It looks like we’re moving into the next phase of the property cycle with increased buyer confidence, rising auction clearance rates, interest rates falling and home prices stabilising in Sydney and Melbourne.
This graph of seasonally adjusted monthly house price moves, based on CoreLogic data, tells the story
So it’s interesting to look back and see which properties were hit the hardest in the downturn and see what lessons we can extract.
Two of the market segments that suffered were:
1. Top End properties
While overall property values fell between 11 and 14 per cent in the Melbourne and Sydney property markets, as has happened in previous downturns, the top end of the market suffered the most.
Of course properties in these suburbs rose substantially during the previous boom, but these markets are volatile and tend to overshoot during booms and slump worse during property busts.
It could now be a couple of years before owners in our top end suburbs see a recovery in home prices.
The lesson for investors is that the top end of town is never the right pace to invest – property values there have always been more volatile, rising strongly during times of economic prosperity and falling when the economy slows or the stock market slumps.
These suburbs are subject to discretionary spending.

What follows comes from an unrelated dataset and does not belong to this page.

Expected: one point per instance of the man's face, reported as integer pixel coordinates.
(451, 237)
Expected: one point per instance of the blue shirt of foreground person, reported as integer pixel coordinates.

After all you don’t need that new $7 million mansion when your humble $4million home is still in good shape.
Interestingly the Australian Financial Review reports that more than 200,000 properties in Melbourne and Sydney have slipped below the $1 million market since the end of the property boom in 2017.
2. Mining Capitals
But it was the former mining capitals of Perth and Darwin that were hit the hardest, with respective falls of 20 and 30 per cent compared to a national decline of just over 8 per cent.
The big difference here is that Melbourne and Sydney’s property downturn was driven by tighter credit, particularly for investors and the government pulling out the welcome mat from overseas buyers, rather than rising unemployment and weak economic growth that was seen in Perth and Darwin.
The lesson for investors here is that while property markets always move in cycles, it’s best to invest in locations where the local economy is supported by multiple pillars of industry rather than relying on one sector for jobs and economic growth.
Most property economists believe house prices are now stabilising and expect a modest recovery over the next 2 years.
I know some commentators are suggesting house prices are about to surge, but I don’t think that’s the case.
I see more moderate price growth – around 3-4% overall growth in 2020.
Sure interest rates have dropped and APRA’s easing on lending criteria will make getting a loan easier, but other measures of assessing loan serviceability will continue to impact the availability of credit and there is still uncertainty about jobs growth and employment security.